Neuroscience & Medicine
 Vol.2 No.3(2011), Article ID:7420,6 pages DOI:10.4236/nm.2011.23036

Alteration of the Expression Levels of Rab3A Affects the Extent of Transcytosis of HRP-Labeled Marker Proteins in Rat CNS Neurons

Yoshiki Takeuchi1*, Yoshiki Matsumoto2, Takanori Miki1, Katsuhiko Warita1, Zhi-Yu Wang1, Kuldip S. Bedi3, Tomiko Yakura1, Jun-Qian Liu1

 

1Department of Anatomy and Neurobiology, Faculty of Medicine, Kagawa University, Kita-gun, Takamatsu, Japan; 2Department of Animal Science, Faculty of Agriculture, Kagawa University, Kita-gun, Takamatsu, Japan; 3Faculty of Health Sciences and Medicine, Bond University, Gold Coast, Australia.

Email: *yoshikit@med.kagawa-u.ac.jp

Received April 15th, 2011; revised June 26th, 2011; accepted July 30th, 2011.

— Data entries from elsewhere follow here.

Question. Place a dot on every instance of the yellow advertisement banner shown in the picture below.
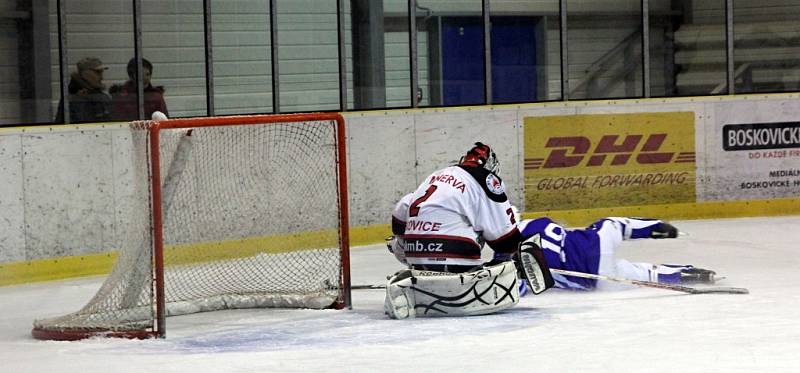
(604, 160)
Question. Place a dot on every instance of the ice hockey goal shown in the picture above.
(227, 212)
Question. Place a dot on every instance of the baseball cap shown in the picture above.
(91, 63)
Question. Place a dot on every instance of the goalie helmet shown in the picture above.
(481, 155)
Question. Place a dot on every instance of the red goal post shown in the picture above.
(226, 212)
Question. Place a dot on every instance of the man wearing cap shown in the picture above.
(88, 101)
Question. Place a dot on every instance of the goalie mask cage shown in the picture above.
(227, 212)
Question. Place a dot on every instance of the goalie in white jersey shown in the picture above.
(446, 221)
(439, 231)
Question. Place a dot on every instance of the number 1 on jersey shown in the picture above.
(413, 209)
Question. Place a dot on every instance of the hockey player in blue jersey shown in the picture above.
(592, 250)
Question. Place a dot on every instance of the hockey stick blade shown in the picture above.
(331, 286)
(658, 285)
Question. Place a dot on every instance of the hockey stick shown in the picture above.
(659, 285)
(650, 284)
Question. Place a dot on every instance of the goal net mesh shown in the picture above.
(250, 218)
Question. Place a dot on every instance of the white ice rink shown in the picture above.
(636, 330)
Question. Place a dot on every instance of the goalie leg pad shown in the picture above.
(479, 292)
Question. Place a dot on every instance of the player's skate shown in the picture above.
(664, 230)
(694, 275)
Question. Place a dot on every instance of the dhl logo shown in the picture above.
(572, 150)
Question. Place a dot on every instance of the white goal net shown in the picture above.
(229, 212)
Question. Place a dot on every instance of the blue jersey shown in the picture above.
(581, 250)
(573, 250)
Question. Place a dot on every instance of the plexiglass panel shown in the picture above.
(308, 55)
(605, 49)
(99, 45)
(767, 46)
(241, 57)
(173, 41)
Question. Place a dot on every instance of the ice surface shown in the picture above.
(636, 330)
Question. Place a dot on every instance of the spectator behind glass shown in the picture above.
(88, 101)
(125, 95)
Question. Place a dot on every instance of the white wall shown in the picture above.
(65, 188)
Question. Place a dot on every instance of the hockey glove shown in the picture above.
(532, 266)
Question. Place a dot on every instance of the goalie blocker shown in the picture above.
(532, 265)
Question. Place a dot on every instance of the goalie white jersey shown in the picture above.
(447, 219)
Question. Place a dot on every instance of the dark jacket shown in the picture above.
(86, 103)
(126, 104)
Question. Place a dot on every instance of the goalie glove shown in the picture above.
(396, 246)
(532, 267)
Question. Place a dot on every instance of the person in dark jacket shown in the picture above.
(125, 99)
(88, 101)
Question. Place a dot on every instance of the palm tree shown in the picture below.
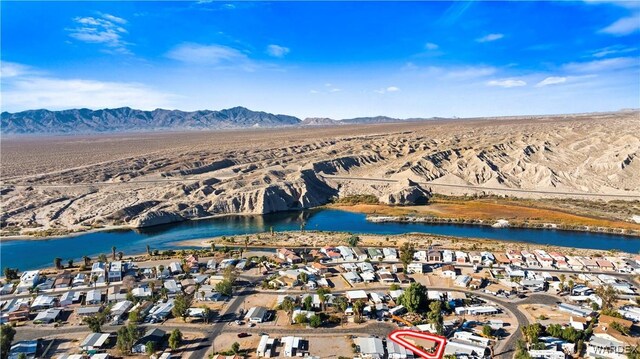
(323, 295)
(287, 305)
(342, 304)
(357, 309)
(571, 285)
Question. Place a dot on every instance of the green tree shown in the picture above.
(127, 337)
(181, 305)
(11, 273)
(175, 339)
(323, 296)
(235, 348)
(532, 332)
(95, 322)
(287, 305)
(358, 307)
(6, 337)
(353, 240)
(224, 287)
(308, 300)
(134, 317)
(206, 313)
(435, 316)
(315, 321)
(303, 277)
(300, 318)
(150, 348)
(414, 298)
(609, 296)
(487, 331)
(521, 350)
(406, 254)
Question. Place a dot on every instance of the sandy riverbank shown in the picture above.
(315, 239)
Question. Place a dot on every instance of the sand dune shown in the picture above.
(146, 179)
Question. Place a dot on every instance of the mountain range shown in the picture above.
(126, 119)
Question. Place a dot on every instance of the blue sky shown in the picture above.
(324, 59)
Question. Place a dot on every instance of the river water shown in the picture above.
(29, 254)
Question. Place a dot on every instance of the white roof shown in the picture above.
(43, 300)
(94, 295)
(370, 346)
(357, 294)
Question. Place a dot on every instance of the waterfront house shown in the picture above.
(434, 256)
(462, 281)
(48, 316)
(448, 271)
(115, 271)
(462, 257)
(153, 335)
(390, 254)
(93, 296)
(257, 314)
(360, 254)
(94, 341)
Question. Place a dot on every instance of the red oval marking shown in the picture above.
(396, 337)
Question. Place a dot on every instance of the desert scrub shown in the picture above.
(357, 199)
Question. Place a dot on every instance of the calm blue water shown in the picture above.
(29, 254)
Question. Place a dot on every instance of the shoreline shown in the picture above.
(421, 240)
(206, 242)
(479, 222)
(123, 227)
(368, 217)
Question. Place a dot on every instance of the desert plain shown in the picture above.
(568, 168)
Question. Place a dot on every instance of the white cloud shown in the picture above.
(552, 80)
(624, 26)
(12, 69)
(114, 18)
(431, 46)
(277, 50)
(490, 37)
(388, 89)
(507, 83)
(611, 64)
(214, 55)
(612, 50)
(106, 30)
(31, 90)
(470, 72)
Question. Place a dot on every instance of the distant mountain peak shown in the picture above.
(126, 119)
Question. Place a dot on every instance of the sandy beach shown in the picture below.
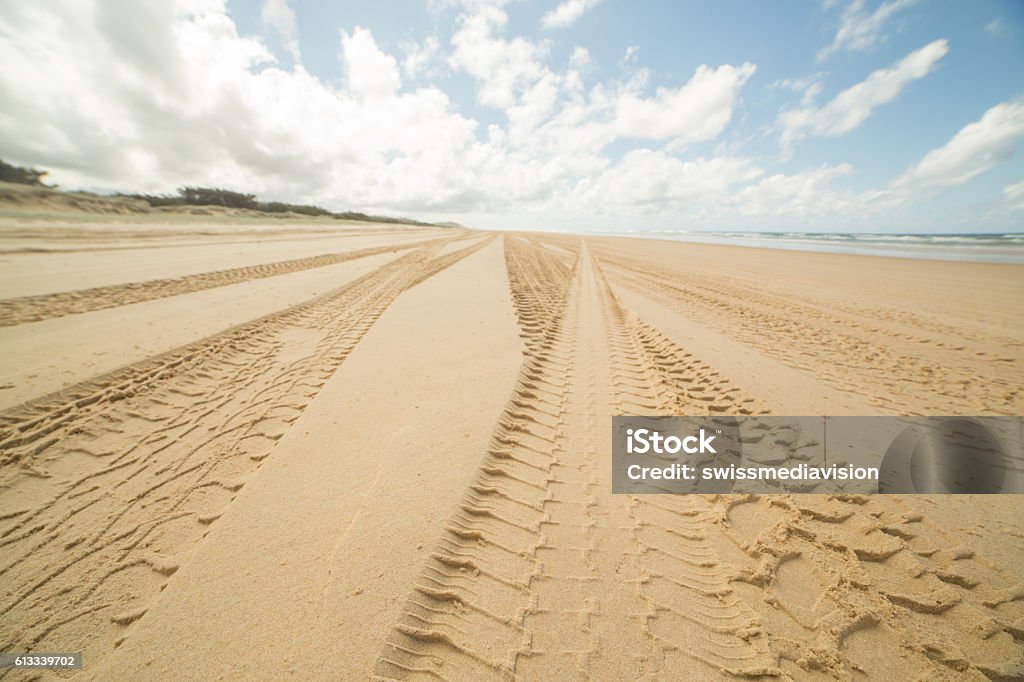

Keywords: Rab3A-siRNA, WGA-HRP, Transcytosis, Synapse, Vagus Nerve, Nucleus of Solitary Tract, Vesicle Docking, Quantitative Real Time RT-PCR

ABSTRACT

It has been hypothesized that Rab3A, a small GTPase, may be closely involved in the process of dense core vesicle exocytosis in various cell types. This possibility was investigated by disrupting the expression levels of Rab3A-mRNA using a small interfering RNA of the Rab3A GTPase (Rab3A-siRNA) and examining the effect of this on transcytosis of wheat germ agglutinin conjugated with horseradish peroxidase (WGA-HRP). Rab3A-siRNA and WGA-HRP were injected into the right vagus nerves of adult rats which were killed 12, 24 or 48 hours later. In some animals, portions of the brain stem containing the nucleus of solitary tract (NST) were prepared for electron microscopy. In other animals, the nodose ganglion of the vagus nerve was used to determine the levels of expression of Rab3A-mRNA using RT-PCR techniques. It was found that the expression of Rab3A-mRNA was markedly depressed in animals at 12 h after the Rab3A-siRNA injection. In the NST, there was an accumulation of HRP-reaction product (RP), recognized as electron dense lysosomal-like structures, in both axons and terminals in the NST 12 h after injection. Some HRP-RP was found in membrane bound vesicles in close proximity to cell membranes and appeared to be in the process of transcytosis. This neuronal transcytosis of HRP-RP appeared to occur at random locations over the axodendritic membranes. These findings indicate that inhibiting the expression of Rab3A-mRNA using Rab3A-siRNA can modulate the level of transcytosis of proteins across neuronal membranes confirming the potentially important role of this GTPase in the process of transcytosis.

1. Introduction

Rab3A is a small GTP binding protein, associated with synaptic vesicles, that is considered to play an important role in modulation of synaptic transmitter release through regulation of vesicle trafficking and membrane fusion [1- 5]. Rab3A also undergoes membrane dissociation-association, paralleling the synaptic membrane cycle, and is involved in regulating exocytosis as a synaptic vesicle membrane protein [6]. In a recent study using Rab3A gene-deleted mice, synaptic vesicle docking to the presynaptic membrane and regulation of synaptic vesicle exocytosis were shown to be impaired at the neuromuscular synapses [7,8]. Furthermore, our previous study indicated that Rab3A-siRNA injected into the rat vagus nerve is involved in modulating the level of transcytosis of the tracer enzyme, wheat germ agglutinin conjugated with horseradish peroxidase (WGA-HRP), at synaptic junctions [9]. However, the mechanisms involved in this effect of Rab3A-siRNA on transcytosis remain to be elucidated. The aim of the present study was to investigate the possible mechanisms involved.

2. Materials and Methods

The present experiments were performed on male Wistar rats (SLC, Hamamatsu, Japan), weighing 210 - 360 g. The animals were housed in separate cages and maintained under standard laboratory conditions (23˚C ± 1˚C, 12-h light: 12-h dark cycle, food and water ad libitum). The experimental procedures were conducted in accordance with National Institute of Health for Care and Use of Laboratory Animals. The Kagawa University Animal Care and Use Committee approved the procedures, and all efforts were made to minimize the number of animals used and their suffering.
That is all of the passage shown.